Furthermore, the small total number of included studies, the heterogeneous contexts, and the varying aims of the studies limit the number of parameters that could be chosen for this synthesis. With regard to the child abuse/neglect risk assessment context, our focus remained on studies discriminating the behavior of parents who have versus have not engaged in child maltreatment. This led to the exclusion of numerous studies (e.g., evaluations of intervention programs), because many analyzed samples consisting only of parents with a maltreatment history. For this reason, some studies applying well-established observation coding systems (e.g., the Home Observation Measurement of the Environment [HOME]; Caldwell & Badley, 1984) were excluded, even though they are frequently applied in high-risk samples.

In addition, a large number of the studies we excluded focused on deviant child behavior during the observation. This can be a consequence of maltreatment. Yet, even though maltreated children are at higher risk for deviant behavior because of maltreatment, the presence of child deviant behavior itself is not an indicator of child maltreatment. Many children demonstrate deviant behavior without having a maltreatment history (Cerezo, 1997; Crittenden, 1988; Dadds et al., 2002; Herrenkohl et al., 1984; Lahey et al., 1984). This may have led to a further exclusion of observation coding systems that are frequently applied in high-risk samples.

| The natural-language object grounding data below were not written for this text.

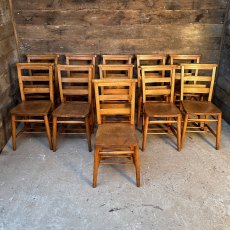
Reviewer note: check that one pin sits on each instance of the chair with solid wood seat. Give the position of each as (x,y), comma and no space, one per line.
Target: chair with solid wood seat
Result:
(146,60)
(178,59)
(108,59)
(46,58)
(115,139)
(158,107)
(33,111)
(76,99)
(201,82)
(114,72)
(85,59)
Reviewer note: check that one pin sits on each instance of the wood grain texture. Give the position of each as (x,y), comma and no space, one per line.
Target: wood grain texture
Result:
(8,78)
(121,27)
(119,4)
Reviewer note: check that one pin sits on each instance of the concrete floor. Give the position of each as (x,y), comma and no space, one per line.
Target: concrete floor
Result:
(41,189)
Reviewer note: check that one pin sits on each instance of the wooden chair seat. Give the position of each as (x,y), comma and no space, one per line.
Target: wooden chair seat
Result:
(161,109)
(122,135)
(200,107)
(32,108)
(72,109)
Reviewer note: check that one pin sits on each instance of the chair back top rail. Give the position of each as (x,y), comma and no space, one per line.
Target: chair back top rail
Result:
(200,83)
(151,59)
(75,80)
(158,86)
(124,102)
(31,84)
(43,57)
(107,59)
(114,71)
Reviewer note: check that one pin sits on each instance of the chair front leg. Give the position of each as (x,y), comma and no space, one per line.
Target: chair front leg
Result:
(179,133)
(218,131)
(54,133)
(96,165)
(139,108)
(184,129)
(46,120)
(145,131)
(137,165)
(13,123)
(88,133)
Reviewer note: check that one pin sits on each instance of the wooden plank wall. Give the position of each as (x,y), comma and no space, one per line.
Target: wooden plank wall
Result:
(121,26)
(8,80)
(222,89)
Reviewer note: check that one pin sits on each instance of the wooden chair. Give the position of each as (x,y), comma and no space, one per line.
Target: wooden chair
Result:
(178,59)
(116,59)
(46,58)
(85,59)
(200,83)
(115,140)
(81,59)
(115,72)
(156,110)
(76,98)
(145,60)
(33,111)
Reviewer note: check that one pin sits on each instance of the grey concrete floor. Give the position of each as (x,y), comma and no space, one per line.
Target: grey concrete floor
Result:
(41,189)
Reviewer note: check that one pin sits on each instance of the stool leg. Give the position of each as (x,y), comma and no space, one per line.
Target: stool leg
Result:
(54,133)
(46,120)
(218,130)
(179,133)
(184,129)
(96,165)
(88,133)
(13,123)
(145,131)
(139,109)
(137,165)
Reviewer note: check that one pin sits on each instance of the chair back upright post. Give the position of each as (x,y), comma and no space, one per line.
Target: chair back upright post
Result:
(116,59)
(29,85)
(200,84)
(158,86)
(149,60)
(82,59)
(116,69)
(124,98)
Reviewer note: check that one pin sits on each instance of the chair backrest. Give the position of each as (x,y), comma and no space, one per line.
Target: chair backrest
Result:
(116,59)
(158,87)
(43,58)
(75,81)
(201,82)
(149,59)
(116,71)
(105,102)
(177,59)
(81,59)
(37,85)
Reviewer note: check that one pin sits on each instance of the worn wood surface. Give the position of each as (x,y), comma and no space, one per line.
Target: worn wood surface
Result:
(8,83)
(121,27)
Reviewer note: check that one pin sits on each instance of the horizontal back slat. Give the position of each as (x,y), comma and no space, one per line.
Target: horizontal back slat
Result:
(114,97)
(75,91)
(158,92)
(74,79)
(36,90)
(198,78)
(35,78)
(196,90)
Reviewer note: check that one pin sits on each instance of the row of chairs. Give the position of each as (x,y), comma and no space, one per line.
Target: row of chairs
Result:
(115,96)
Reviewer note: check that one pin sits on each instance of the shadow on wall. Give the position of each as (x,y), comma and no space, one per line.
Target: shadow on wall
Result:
(6,106)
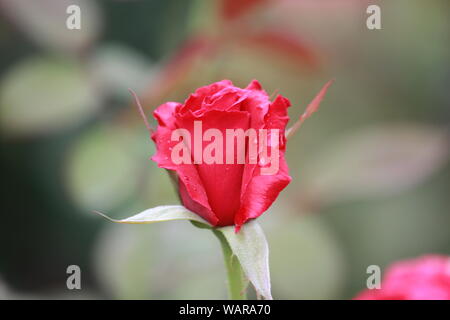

Conclusions and Future Directions

In conclusion, the findings from this review indicate a remarkable discrepancy between the impact of behavior observations for maltreatment risk assessment as reported in several studies, and the limited empirical evidence on the applicability and psychometric quality of specific observational coding systems in this assessment context (Bennett et al., 2006; Budd, 2001; Garber, 2016; Wilson et al., 2008; Zumbach & Koglin, 2015). This apparent discrepancy leads to the need for increased effort to study constructs and measures indicating child maltreatment risk. This includes the further development of appropriate and specific coding systems for behavior observation. Determining the parenting capacity of a caregiver is often crucial for maltreatment risk assessment, and parenting behavior in parent–child interactions is a main indicator. Therefore, the development of refined observational measures and their validation remain a challenge for future research in order for such measures to be of use in the family assessments that family courts commission in order to inform their decisions.

Beyond this, it should still be mentioned that there may well be parenting behavior harming the child that is difficult to observe in a given setting. For example, one important form of child psychological abuse is the use of alienating behavior by one parent to cause the child to fear and avoid a relationship with the other parent. In cases of severe parental alienation, alienating behavior is often blatant and pervasive. Consequently, identifying specifics in parenting behavior indicating different forms of psychological maltreatment is a further challenge for future research.

The complexity and specificity of child maltreatment risk assessment indicates the need to develop multifaceted measures. Considering the high requirements, the aim is not to develop a general instrument, but rather to develop different specific and combinable observational measures for various age ranges and developmental levels of the child. Ultimately, the technique of behavioral observation remains one of several components within the body of assessment techniques for determining child maltreatment risks.